KELLY MCEVERS, HOST:
As we heard a few moments ago, President Trump says he will issue a new immigration order next week. A federal court had blocked most of the old executive order that Trump signed last month. That order temporarily banned the admission of new refugees. The order also limited the overall number of refugees the U.S. will accept this year, and that part still holds. NPR's Tom Gjelten says it's already led at least one refugee agency to lay off its staff.
TOM GJELTEN, BYLINE: The work of resettling refugees in this country is mostly carried out by faith-based groups. The effort is funded in part by per-refugee grants from the State Department. One-hundred-ten-thousand refugees were expected this year, and the resettlement agencies budgeted accordingly. Trump's executive order cut that to 50,000, so suddenly a lot less funding is available.
World Relief, an evangelical group, just lost about $11 million in anticipated grants. As a result, the organization has to lay off 140 resettlement workers, about a fifth of its staff, and close down five offices. Scott Arbeiter is World Vision (ph) president.

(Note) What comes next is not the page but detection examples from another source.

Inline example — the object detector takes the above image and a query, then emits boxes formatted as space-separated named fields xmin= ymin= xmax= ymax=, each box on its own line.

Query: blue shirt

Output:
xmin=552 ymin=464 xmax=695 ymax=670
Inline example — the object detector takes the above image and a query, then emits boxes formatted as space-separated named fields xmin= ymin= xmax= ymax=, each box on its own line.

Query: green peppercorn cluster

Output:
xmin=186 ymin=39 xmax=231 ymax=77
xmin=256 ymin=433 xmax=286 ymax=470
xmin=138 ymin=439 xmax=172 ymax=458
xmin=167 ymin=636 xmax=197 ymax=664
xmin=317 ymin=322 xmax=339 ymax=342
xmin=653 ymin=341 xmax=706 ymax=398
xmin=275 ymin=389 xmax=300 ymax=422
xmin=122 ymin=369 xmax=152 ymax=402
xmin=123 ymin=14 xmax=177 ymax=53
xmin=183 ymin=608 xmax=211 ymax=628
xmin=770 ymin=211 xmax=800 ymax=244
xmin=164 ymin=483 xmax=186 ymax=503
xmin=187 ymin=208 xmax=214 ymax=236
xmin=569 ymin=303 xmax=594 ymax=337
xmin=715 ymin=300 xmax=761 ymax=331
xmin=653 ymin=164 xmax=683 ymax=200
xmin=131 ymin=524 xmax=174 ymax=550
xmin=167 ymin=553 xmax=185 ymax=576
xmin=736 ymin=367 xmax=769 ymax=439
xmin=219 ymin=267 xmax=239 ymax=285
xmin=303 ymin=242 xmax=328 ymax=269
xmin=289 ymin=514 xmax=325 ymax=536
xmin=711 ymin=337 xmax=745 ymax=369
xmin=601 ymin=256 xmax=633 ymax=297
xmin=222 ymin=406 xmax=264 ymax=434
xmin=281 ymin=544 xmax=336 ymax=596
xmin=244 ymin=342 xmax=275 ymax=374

SCOTT ARBEITER: It's a dramatic impact on our infrastructure and on our people and of course on the communities that have been welcoming and serving those refugees.
GJELTEN: Other resettlement agencies reached by NPR say they're assessing the impact of the refugee cutback and may also reduce their staff. Arbeiter fears the caseworkers he's letting go will take other jobs and not be available should the refugee flow increase again.
ARBEITER: The resettling of a refugee population - bringing people in who do not know the language, do not know the food or the culture, often have been traumatized by war and terror is not a skill that can just simply be picked up. It's something that is learned over time.
GJELTEN: President Trump shut the door on refugees, he says, out of fear terrorists may sneak in, but Arbeiter says most of the refugees World Relief has resettled have come from the Democratic Republic of Congo and Myanmar, not the Middle East. Tom Gjelten, NPR News, Washington.